MPS Society Clinical Trials, Access to Therapeutic Products and Selected Policy Recommendations Position Statement – Glossary of Terms

Compiled by Denise Dengel, Board of Directors, National MPS Society, Committee on Federal Legislation

The National MPS Society has provided this document to clearly define key terms contained in the accompanying position statement with “industry accepted definitions.”

Surrogate Endpoints/Markers

“a laboratory or physical sign that is used in therapeutic trials as a substitute for a clinically meaningful endpoint that is a direct measure of how a patient feels, functions, or survives and that is expected to predict the effect of the therapy.”

Although some surrogate endpoints are recognized as well establishes and have long been a basis for approval (e.g., blood pressure as a predictor for heart attack or tumor size/amount as a predictor for mortality), the accelerated approval rule allows reliance in specific circumstances on a “surrogate endpoint that, while ‘reasonably likely’ to predict clinical benefit, is not so well-established as the surrogates ordinarily used as bases of approval in the past” (57 FR 58942 at 58944, December 11, 1992).
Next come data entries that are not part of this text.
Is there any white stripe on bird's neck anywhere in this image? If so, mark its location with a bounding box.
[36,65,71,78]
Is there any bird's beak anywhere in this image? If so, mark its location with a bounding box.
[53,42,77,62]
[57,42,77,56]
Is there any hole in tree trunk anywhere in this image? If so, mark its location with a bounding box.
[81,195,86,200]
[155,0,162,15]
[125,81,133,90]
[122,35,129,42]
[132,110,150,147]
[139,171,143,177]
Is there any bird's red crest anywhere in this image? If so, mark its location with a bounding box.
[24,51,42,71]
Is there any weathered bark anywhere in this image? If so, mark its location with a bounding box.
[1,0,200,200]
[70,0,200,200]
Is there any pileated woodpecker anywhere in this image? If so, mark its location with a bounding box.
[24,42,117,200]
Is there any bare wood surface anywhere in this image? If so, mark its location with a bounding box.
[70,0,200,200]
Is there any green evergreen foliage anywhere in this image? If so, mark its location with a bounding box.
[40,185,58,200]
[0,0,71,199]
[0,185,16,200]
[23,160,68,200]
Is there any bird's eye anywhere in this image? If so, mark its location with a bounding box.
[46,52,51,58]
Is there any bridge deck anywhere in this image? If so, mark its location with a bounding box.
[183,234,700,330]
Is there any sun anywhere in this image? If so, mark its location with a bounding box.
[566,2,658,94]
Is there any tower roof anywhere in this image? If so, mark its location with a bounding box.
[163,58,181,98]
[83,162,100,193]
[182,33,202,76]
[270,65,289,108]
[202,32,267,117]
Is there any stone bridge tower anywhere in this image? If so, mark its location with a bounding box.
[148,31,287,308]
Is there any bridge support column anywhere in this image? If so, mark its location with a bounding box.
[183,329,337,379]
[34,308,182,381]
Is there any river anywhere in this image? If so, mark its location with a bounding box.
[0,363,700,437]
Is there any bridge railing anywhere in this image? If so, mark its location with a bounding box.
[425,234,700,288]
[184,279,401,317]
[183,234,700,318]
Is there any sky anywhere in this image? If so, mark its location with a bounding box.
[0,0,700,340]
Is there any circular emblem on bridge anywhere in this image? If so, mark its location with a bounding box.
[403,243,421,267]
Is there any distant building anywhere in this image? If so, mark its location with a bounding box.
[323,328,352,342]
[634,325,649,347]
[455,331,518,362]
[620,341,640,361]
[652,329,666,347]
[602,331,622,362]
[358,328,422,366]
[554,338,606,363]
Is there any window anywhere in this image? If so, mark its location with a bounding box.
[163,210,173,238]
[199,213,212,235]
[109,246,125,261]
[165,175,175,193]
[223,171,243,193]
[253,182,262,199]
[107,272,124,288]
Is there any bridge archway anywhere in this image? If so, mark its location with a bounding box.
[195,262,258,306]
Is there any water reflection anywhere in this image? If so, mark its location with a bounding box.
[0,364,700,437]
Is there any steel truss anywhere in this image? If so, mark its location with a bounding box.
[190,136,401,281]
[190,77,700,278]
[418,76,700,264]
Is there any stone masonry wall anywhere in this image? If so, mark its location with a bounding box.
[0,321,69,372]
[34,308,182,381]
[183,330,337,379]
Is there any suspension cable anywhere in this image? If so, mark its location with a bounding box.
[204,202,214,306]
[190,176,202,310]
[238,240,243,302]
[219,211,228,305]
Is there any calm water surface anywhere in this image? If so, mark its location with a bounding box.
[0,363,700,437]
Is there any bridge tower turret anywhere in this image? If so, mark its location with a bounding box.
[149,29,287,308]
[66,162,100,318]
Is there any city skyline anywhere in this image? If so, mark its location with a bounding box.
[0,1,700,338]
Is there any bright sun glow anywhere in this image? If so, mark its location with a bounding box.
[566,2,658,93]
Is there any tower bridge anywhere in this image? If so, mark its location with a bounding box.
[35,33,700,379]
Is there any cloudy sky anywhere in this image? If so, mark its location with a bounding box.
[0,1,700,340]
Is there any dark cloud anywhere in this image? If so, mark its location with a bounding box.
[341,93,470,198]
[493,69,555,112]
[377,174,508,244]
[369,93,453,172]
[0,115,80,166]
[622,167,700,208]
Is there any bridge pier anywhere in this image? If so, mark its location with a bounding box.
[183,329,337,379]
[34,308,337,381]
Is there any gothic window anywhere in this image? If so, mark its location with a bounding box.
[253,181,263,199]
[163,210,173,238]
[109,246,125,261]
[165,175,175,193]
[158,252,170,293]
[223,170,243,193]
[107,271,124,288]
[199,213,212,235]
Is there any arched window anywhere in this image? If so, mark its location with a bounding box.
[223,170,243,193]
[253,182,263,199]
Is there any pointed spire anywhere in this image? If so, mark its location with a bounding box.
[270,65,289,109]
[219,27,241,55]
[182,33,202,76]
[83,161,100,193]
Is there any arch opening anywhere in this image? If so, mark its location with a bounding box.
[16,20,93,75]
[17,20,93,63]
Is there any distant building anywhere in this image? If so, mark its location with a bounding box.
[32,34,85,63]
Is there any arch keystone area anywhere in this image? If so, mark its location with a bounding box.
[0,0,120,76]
Physiologic or pharmacodynamic measurements that can reliably predict the course of the disease or the impact of treatment on the course of the disease.

In certain cases the biomarker “of choice” for a certain product and indication will be the same thing as the surrogate marker “of choice”.

1st Cycle Review

Approval (or non-approval) of an application (BLA or NDA) at the end of the first PDUFA user fee deadline.

When an application (BLA or NDA) is made to the FDA for approval of a product the FDA have a PDUFA goal (timeline) in which to reply to the applicant. E.g. for Aldurazyme which was Fast Track & priority review this timeline was 6 months. 1st cycle review means that the FDA replies with an approval (or non approval) letter at the end of this 1st timeline and not reply with more questions which would prompt the applicant to have to answer the questions and another cycle of PDUFA timelines are initiated.

Priority Review

An application that is submitted to FDA (BLA or NDA) is assessed as priority or standard review. The difference is the timeline for which the FDA then review applications ? 6 months for priority & 12 months for standard. Fast Track products are intended to treat serious or life threatening conditions and demonstrate the potential to address unmet medical needs and are therefore given priority review.

Clinical Verification Study

When a product is given accelerated approval based on a surrogate endpoint it is a requirement for the applicant to further study the product to verify and describe the clinical benefit of the product. This clinical benefit study is what is referred to as the clinical verification study and is normally conducted in the post-approval setting.

Pre IND Meetings

“Pre-IND” meetings between the Sponsor and the Agency are intended to discuss the planned filing of an Investigational New Drug application (IND) and thus the initiation of clinical studies of a new product. The agenda for the meetings is flexible to meet the specific needs of the Sponsor, which are often determined by the type of product and indication. Common subjects are what pre-clinical studies are required prior to the filing of the IND and the proposed design of the first clinical trial. This meeting is recommended but not required and is most often held over the telephone.

Rolling BLA

Submission of a license application to FDA in “pieces over a defined period of time. The option of submitting a rolling BLA (or NDA for CDER products) is a theoretical option for products with “fast track” designation. The program is intended to speed the review of the license application by allowing Agency reviewers to initiate the review of certain information while the sponsor completes other sections.

The proposal for the submission of a rolling BLA must be reviewed and agreed upon with FDA prior to commencement of the submission. To date FDA has determined that the best way for this system to work is to make the “pieces” reasonable and logical–hence it is most often interpreted to submit the major sections (“preclinical,” “clinical,” and “CMC”) within approximately 3 months of each other.